# WinTV Card not seen by linux

## Drewgrange

Here is what I did, first I added all the modules I'm about to mention into the kernel as modules. THen,

modprobe i2c-core

modprobe i2c-algo-bit

modprobe videodev

modprobe bttv

they all work fine until bttv which brings back the error: (path of bttv driver) : No such device

Hint: insmod errors can be caused by incorrect module parameters, including invalid IO or IRQ parameters. You may find more information in syslog or the output from dmesg

At the bottom of dmesg it says:

bttv: driver version 0.7.96 loaded

bttv: using 4 buffers with 2080k for capture

bttv: Host bridge is Intel COrp. 82845 845 (Brookdale) Chipset Host Bridge

in previous threads related to wintv cards, peoples dmesg's have said more than that, so I think it just isn't seeing the card. What files should I check/edit?

----------

## Drewgrange

btw, its a WinTV PVR 250 if that changes anything. 
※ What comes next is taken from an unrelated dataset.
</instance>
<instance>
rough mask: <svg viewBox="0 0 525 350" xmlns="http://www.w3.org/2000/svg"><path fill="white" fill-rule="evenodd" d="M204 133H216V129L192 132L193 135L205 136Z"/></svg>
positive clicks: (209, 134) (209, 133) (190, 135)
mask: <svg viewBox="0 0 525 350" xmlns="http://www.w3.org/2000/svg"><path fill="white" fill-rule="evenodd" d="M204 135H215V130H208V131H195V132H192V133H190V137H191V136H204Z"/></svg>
I have read something about v4l2, I only see v4l in my kernel options. Do I need to upgrade to a 2.5 kernel? If so, how would I do that?

----------

## mmealman

The PVR cards don't use the bttr(or whatever) chipset, they use a brand new one.

See http://ivtv.sourceforge.net/ for the drivers you need, although they're still fairly rough quality. They are being actively worked on however and I've heard that they're fully functional.

If you use the above, let me know how it works. I've been wanting to get one of these cards for quite a while now.

----------

## Drewgrange

Thanks, I went to the page and read through it.. I don't understand what I need to do there at all. 

Has anybody had any luck getting it to work using the cx88 drivers from bytesex.org?

----------

## monkeyBox

I just got this card today and am having the same problems. I'm using the 2.5.66 kernel.  This is what I read in the 2.5.66 kernel documentation that pertains only to the WinTV/PVR model:

 *Quote:*   

> 
> 
> ...
> 
> The most important insmod option for bttv is "card=n" to select the
> ...

 

unfortunately I cannot find this file on the CD that came with my WinTV PVR 250.  If anyone else knows how to get this to work I'd be happy to know.

----------

## Drewgrange

monkeybox, our card isn't supported in linux yet :/ 

go to ivtv.sourceforge.net where you can get at least some support. Right now I can't change the channels or get any audio, but some people can  :Smile: 

----------

## mmealman

The ivtv driver is still in the rough, and MythTV is just now starting to support the card, but active work is being done on both.

You can also check out http://www.shspvr.com/forum/ for more resources on the PVR250 and PVR350.

----------